Over the last two decades sand and gravel extraction by Smiths Concrete at Waverley Wood Farm Pit at Bubbenhall, near Coventry, has provided scientists with the opportunity to investigate Pleistocene sediments laid down over 500,000 years ago. These investigations have provided a unique insight into Ice Age environments and the earliest inhabitants of the West Midlands.

The aggregates extracted at Waverley Wood are primarily the fluvial sands and gravels of the Baginton Formation, laid down by the Bytham river on to underlying Mercia mudstone. These Baginton sands and gravels are capped by the Thrussington till, which was deposited during the Anglian glaciation approximately 450,000 years ago (fig. 1).

During large-scale commercial excavations in the 1980s quarry workers noticed large bones within organic channels on the surface of the Triassic Mercia mudstone floor of the pit, sparking a small salvage excavation to assess these deposits by Quaternary researchers. These investigations documented four channels at the base of the Baginton sands and gravels, which preserved a wide range of organic materials including the bones and teeth of an ancient species of straight-tusked elephant, ‘Palaeoloxodon Antiquus’, and a single quartzite flake, the only in-situ Palaeolithic artefact recovered from the site. These finds pre-date the Anglian glaciation and are considered to be in excess of 500,000 years old.

However, while in-situ archaeology may be scarce within the Baginton Formation, artefacts are much more commonly found on the ‘reject heap’ of the Waverley Wood gravel processing plant. Since excavation in the 1980s, continued monitoring of the reject heap has produced a growing assemblage of artefacts, including (to date) 79 quartzite flakes and chopper tools, a quartzite hand axe, and five hand axes of green andesitic ash. Such activities do not disrupt quarrying operations and are of great benefit to Pleistocene research.
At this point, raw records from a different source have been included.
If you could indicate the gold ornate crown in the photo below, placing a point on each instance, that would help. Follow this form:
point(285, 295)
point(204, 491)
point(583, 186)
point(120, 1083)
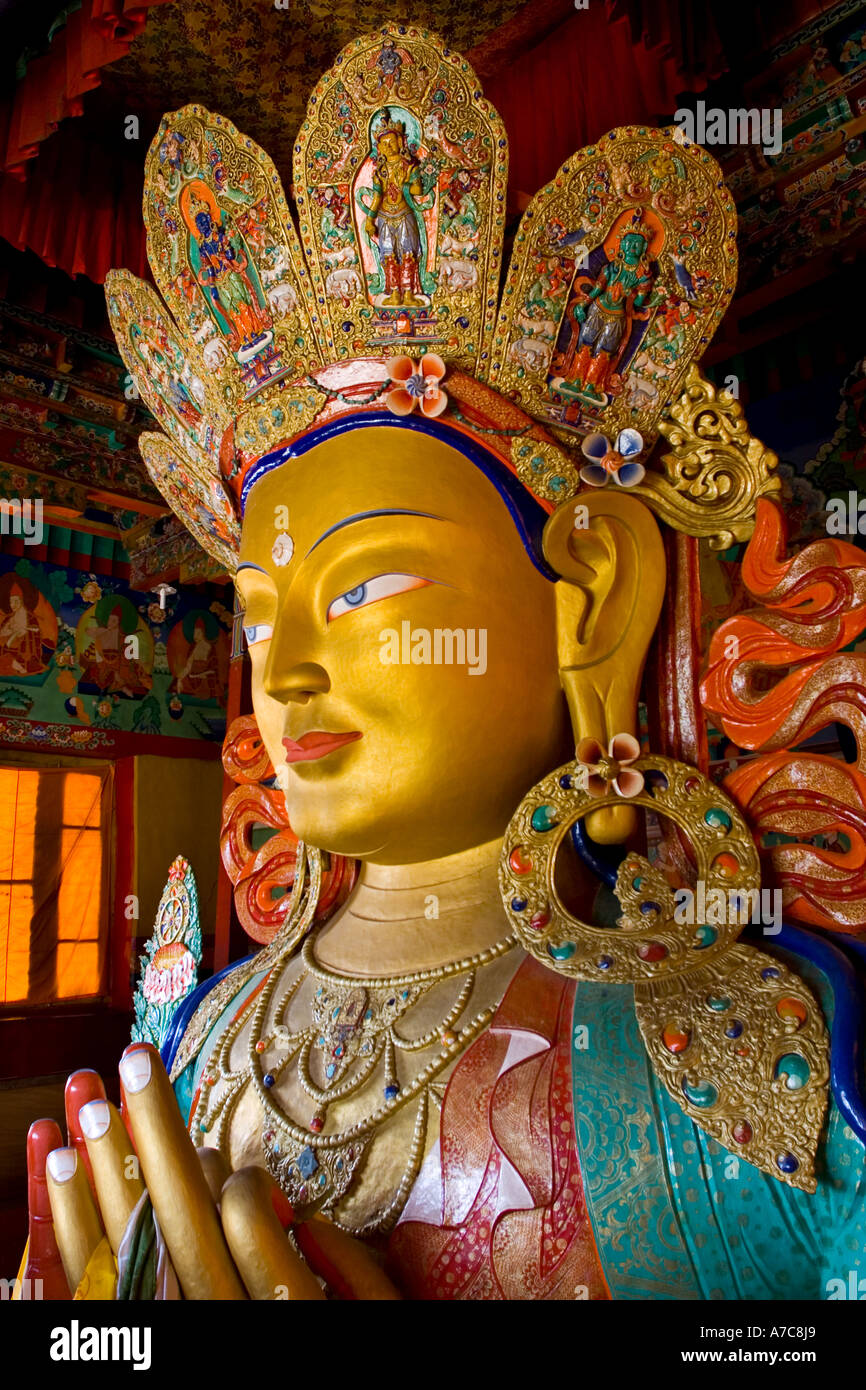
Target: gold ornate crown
point(270, 334)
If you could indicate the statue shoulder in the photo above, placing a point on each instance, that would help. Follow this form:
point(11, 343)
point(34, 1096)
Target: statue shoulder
point(203, 1011)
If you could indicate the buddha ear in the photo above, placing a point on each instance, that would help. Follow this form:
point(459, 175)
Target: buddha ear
point(608, 551)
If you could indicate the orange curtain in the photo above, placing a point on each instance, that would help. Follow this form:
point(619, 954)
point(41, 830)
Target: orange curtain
point(54, 883)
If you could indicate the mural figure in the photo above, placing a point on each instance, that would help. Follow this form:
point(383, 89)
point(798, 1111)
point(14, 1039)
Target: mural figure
point(110, 637)
point(601, 316)
point(196, 655)
point(24, 649)
point(392, 223)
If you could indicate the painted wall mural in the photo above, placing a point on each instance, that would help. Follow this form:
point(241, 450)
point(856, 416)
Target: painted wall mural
point(88, 652)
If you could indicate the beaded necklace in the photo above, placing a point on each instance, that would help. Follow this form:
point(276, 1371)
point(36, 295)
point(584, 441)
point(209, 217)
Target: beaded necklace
point(355, 1041)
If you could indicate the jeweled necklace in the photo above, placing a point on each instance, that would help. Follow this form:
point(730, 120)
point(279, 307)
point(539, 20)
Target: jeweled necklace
point(355, 1034)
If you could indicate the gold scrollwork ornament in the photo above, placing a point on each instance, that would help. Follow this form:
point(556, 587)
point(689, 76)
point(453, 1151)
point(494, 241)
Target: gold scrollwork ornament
point(734, 1036)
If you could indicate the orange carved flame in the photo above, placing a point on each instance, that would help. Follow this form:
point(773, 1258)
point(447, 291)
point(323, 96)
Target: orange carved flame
point(776, 676)
point(263, 877)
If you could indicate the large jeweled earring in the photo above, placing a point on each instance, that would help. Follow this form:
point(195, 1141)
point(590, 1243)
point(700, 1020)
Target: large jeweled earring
point(734, 1036)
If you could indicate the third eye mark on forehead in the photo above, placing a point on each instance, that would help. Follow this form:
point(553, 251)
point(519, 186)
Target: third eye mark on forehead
point(366, 516)
point(338, 526)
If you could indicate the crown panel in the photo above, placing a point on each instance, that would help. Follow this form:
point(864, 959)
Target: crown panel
point(167, 369)
point(622, 270)
point(225, 256)
point(196, 498)
point(399, 178)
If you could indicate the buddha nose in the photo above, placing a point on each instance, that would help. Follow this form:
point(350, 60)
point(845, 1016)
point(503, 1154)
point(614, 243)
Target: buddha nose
point(298, 684)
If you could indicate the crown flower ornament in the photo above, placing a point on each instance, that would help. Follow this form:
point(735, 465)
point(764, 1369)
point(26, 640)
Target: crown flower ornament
point(274, 328)
point(617, 462)
point(613, 767)
point(416, 384)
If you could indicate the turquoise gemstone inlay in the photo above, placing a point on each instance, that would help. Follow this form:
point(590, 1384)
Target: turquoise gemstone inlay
point(544, 818)
point(794, 1068)
point(704, 937)
point(701, 1094)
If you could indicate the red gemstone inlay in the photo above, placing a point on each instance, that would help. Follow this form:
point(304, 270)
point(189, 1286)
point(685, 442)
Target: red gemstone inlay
point(520, 859)
point(652, 951)
point(676, 1039)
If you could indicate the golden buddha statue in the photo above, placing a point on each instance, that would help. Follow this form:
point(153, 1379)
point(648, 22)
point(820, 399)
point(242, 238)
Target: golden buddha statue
point(473, 1075)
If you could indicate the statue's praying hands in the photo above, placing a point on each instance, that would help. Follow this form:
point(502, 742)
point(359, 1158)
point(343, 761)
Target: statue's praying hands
point(134, 1211)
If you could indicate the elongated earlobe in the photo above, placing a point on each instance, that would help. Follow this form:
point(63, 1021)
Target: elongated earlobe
point(609, 555)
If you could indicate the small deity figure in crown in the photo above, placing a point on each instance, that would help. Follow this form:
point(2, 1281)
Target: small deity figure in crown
point(389, 64)
point(392, 221)
point(602, 317)
point(223, 270)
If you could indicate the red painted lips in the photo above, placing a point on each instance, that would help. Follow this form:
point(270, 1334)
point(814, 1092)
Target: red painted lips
point(316, 744)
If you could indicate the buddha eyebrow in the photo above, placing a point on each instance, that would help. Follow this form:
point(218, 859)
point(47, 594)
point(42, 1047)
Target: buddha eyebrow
point(364, 516)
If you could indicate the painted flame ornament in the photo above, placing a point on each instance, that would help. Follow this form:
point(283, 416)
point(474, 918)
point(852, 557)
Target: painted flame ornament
point(617, 462)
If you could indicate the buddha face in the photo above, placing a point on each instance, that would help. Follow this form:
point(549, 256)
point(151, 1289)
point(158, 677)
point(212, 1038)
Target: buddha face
point(403, 648)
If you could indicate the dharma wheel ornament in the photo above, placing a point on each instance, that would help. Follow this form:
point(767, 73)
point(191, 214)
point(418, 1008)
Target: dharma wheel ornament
point(736, 1037)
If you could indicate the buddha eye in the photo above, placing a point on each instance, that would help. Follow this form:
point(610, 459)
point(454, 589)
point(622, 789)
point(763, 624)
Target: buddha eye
point(257, 633)
point(381, 587)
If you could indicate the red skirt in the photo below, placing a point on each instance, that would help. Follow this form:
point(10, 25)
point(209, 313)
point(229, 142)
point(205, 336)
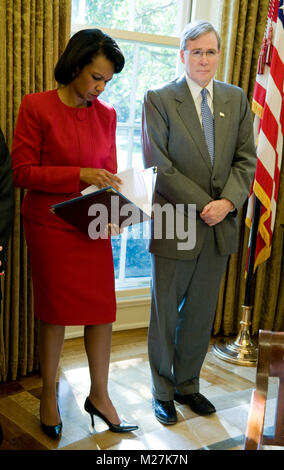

The assemblage of artefacts from Waverley Wood is the largest known from the region and demonstrates the ability of our hominin ancestors (believed to be Homo Heidelbergensis, as found at Boxgrove, West Sussex) to adapt their technologies to changing resources over half a million years ago. Chalk-dominated regions of the country, such as East Anglia and the south-east of England, would have provided hominins with abundant flint for stone tool manufacture, and indeed in these regions many thousands of Palaeolithic stone tools, such as hand axes, have been recovered — often as a result of the deep holes created by commercial sand and gravel extraction. There are no such sources of flint within the West Midlands region; therefore hominins had to turn to different raw materials. The artefacts from Waverley Wood demonstrate their ability to produce effective tools from more difficult materials such as quartzite, and their ability to exploit unfamiliar materials such as andesitic ash — an ancient volcanic sediment with excellent flaking properties, as the finely made ovate hand axes illustrate (fig. 2).

The Waverley Wood assemblage has been built up over many years of research and has only been possible through the generous co-operation of Smiths Concrete. Ready access to the site has been granted and researchers are informed if ‘interesting looking’ sediments are uncovered during extraction. In recent months organic sediments have been sampled for pollen and beetle remains and a broken biface (two-sided stone tool) made of Lincolnshire Wold flint has been recovered (fig. 3); this a most unusual find for the region, with substantial implications for our interpretations of hominin mobility across the landscape at these times.

The Palaeolithic record of the Midlands may appear sparse in comparison with that of southern England. Sites such as Waverley Wood, however, demonstrate the potential for meaningful Pleistocene research outside of seemingly prime regions. These artefacts testify to the earliest known human inhabitants of the West Midlands and are of both national and international significance, documenting the northernmost margins of the hominin world.